The development of the first X-ray polarimeter, based on the photoelectric effect 20 years ago and implemented thanks to advances in gas amplification structures and readout techniques, had a significant impact in opening a new window for X-ray polarimetry. This system measures the X-ray polarization by reconstructing the initial direction of the photoelectron, emitted by the interaction of an incident photon with an atomic electron, in a gas mixture from an ionization track collected on a two-dimensional plane. However, actual X-ray polarimeters, are still requiring relatively long exposure time and cannot coupled with high effective area mirrors or concentrators.
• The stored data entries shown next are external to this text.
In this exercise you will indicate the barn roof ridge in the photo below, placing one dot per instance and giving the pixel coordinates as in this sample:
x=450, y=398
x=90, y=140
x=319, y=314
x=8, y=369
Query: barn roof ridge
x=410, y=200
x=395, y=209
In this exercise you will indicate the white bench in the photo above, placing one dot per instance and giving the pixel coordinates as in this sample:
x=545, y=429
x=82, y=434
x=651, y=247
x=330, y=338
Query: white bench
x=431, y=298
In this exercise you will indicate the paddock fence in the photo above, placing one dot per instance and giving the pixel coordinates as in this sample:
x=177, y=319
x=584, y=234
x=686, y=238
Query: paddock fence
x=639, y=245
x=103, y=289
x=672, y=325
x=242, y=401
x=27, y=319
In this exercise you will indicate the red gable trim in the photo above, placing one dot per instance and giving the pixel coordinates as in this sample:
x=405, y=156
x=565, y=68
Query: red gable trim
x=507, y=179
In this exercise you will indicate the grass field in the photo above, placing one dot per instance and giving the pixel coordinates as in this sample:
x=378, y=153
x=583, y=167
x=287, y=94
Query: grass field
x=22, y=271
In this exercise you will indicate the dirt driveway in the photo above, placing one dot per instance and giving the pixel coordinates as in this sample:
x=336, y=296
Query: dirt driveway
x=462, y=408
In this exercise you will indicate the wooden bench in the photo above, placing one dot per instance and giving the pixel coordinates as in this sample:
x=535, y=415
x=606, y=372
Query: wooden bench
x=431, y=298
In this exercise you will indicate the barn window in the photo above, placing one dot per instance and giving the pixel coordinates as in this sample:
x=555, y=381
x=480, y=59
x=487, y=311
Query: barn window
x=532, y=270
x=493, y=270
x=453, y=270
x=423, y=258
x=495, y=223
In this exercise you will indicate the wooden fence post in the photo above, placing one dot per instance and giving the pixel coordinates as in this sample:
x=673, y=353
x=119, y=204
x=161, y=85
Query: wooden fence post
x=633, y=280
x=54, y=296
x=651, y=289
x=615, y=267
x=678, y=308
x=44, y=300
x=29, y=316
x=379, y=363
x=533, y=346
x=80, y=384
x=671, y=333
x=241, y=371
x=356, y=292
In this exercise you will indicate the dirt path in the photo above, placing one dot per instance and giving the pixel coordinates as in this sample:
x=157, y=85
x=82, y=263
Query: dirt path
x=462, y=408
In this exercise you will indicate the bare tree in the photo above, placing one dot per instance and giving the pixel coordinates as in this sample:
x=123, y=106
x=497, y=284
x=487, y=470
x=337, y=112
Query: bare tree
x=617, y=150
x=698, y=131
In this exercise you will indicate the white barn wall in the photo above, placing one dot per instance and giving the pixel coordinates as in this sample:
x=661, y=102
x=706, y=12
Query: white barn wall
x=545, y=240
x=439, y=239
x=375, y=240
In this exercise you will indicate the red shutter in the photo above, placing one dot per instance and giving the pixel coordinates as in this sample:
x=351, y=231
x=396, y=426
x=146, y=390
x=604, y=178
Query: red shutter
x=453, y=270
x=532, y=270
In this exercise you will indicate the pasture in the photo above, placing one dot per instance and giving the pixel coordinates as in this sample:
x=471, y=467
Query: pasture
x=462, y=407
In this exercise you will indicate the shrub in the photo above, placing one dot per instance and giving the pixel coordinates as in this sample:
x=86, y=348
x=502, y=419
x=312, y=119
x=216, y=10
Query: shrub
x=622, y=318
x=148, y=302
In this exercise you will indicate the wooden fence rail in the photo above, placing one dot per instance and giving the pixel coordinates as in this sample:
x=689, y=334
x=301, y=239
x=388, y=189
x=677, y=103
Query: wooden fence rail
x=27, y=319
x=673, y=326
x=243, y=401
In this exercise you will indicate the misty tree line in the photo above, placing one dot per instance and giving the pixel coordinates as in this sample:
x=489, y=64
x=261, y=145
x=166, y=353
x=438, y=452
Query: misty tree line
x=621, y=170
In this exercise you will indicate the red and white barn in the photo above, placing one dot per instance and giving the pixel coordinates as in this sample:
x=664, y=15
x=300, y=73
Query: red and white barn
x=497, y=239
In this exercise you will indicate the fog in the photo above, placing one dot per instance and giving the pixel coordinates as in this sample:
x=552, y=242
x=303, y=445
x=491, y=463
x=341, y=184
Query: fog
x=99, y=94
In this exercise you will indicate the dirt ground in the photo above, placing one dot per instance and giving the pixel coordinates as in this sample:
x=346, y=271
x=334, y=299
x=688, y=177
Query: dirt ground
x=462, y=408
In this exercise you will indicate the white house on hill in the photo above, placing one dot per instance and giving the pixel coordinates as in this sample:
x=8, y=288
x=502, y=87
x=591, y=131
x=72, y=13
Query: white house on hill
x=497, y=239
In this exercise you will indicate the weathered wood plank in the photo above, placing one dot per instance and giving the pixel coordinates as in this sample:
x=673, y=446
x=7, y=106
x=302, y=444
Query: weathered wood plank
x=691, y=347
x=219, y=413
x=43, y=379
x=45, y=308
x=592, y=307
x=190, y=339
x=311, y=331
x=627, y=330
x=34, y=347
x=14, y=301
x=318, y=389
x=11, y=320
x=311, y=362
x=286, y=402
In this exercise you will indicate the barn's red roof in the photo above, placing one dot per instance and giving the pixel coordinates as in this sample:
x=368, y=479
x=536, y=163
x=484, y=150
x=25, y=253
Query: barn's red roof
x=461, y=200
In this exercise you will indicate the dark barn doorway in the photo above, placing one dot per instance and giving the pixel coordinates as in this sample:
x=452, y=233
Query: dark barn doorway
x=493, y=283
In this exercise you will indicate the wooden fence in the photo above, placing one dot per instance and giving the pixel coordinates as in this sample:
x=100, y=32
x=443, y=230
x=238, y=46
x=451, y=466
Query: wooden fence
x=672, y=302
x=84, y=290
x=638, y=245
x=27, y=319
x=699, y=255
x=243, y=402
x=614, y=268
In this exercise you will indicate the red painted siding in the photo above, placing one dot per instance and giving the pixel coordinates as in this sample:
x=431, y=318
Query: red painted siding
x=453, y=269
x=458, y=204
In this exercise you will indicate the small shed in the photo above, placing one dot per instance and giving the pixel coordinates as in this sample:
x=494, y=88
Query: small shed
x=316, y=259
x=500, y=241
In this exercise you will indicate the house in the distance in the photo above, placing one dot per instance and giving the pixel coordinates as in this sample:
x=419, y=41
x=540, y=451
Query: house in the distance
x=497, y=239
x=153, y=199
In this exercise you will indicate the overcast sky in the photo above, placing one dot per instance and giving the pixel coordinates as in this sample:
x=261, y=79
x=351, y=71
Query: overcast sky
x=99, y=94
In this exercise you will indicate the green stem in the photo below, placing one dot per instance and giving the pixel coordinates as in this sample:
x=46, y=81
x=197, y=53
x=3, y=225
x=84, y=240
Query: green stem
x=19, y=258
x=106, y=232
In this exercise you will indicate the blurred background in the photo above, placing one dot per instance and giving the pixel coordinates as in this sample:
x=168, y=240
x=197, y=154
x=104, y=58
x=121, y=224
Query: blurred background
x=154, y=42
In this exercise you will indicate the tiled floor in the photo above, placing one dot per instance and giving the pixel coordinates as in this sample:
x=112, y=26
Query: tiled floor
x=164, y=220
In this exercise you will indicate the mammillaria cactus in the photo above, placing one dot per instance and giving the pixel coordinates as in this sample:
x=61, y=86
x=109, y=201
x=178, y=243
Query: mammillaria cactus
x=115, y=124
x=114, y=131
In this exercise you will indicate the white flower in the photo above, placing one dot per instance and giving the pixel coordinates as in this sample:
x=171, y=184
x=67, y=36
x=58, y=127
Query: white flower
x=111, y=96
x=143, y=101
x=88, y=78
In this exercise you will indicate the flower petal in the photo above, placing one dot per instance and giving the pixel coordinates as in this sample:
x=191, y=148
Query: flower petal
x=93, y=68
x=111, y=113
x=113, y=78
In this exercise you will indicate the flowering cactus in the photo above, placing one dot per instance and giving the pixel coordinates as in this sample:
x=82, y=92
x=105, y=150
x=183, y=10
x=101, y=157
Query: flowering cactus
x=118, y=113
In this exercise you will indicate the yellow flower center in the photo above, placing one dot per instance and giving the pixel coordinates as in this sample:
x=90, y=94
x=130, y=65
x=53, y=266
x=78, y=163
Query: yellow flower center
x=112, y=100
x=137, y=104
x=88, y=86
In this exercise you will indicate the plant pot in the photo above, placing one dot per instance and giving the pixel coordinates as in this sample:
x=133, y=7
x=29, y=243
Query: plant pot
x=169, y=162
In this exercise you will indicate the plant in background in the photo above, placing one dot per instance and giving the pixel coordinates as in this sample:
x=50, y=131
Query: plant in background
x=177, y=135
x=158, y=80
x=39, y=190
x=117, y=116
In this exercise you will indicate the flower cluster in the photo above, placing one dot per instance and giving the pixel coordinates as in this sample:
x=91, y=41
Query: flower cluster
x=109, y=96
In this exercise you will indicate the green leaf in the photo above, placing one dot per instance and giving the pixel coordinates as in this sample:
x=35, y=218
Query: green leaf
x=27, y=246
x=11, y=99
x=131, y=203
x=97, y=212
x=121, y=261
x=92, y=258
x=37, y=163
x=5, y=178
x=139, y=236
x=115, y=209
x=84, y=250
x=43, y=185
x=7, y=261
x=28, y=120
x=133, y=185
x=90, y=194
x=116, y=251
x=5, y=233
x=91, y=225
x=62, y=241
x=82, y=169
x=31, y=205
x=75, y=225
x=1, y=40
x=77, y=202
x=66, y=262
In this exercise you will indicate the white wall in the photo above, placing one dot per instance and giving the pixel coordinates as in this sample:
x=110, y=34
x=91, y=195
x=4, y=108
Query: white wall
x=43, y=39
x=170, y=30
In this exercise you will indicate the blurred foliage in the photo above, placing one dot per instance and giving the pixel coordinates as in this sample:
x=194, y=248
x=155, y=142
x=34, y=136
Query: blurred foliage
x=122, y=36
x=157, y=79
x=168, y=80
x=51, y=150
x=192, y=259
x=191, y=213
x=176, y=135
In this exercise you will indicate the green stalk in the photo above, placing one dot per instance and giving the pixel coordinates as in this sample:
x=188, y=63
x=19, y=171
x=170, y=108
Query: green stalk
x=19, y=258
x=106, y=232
In this context, the high yield polarimetry experiment in X-rays (Hype-X) project is currently underway, aiming to improve the sensitivity of the next generation X-ray polarimetry detectors taking advantage of the recent advancements in imaging techniques for high-resolution time projection chambers. In particular, we are evaluating the use of TIMEPIX3 to be applied for the read-out of a gas detector, which will allow us to obtain a three-dimensional image of the photoelectron track. To evaluate the improvement achievable by using a 3D track reconstruction, in this paper, we have reproduced a three-dimensional photoelectron track from a 'Geant4' Monte Carlo simulation and examined the sensitivity of X-ray polarimetry using a new three-dimensional track reconstruction algorithm. We report the improvement of the modulation factor with three-dimensional track reconstruction as $\sim5\%$ (relative) in the 2-8 keV range and $\sim17\%$ (relative) in the 2-4 keV range compared to the current two-dimensional polarimetry system. This is equivalent to add a further telescope to the three-telescope systems now employed in space on board the IXPE mission.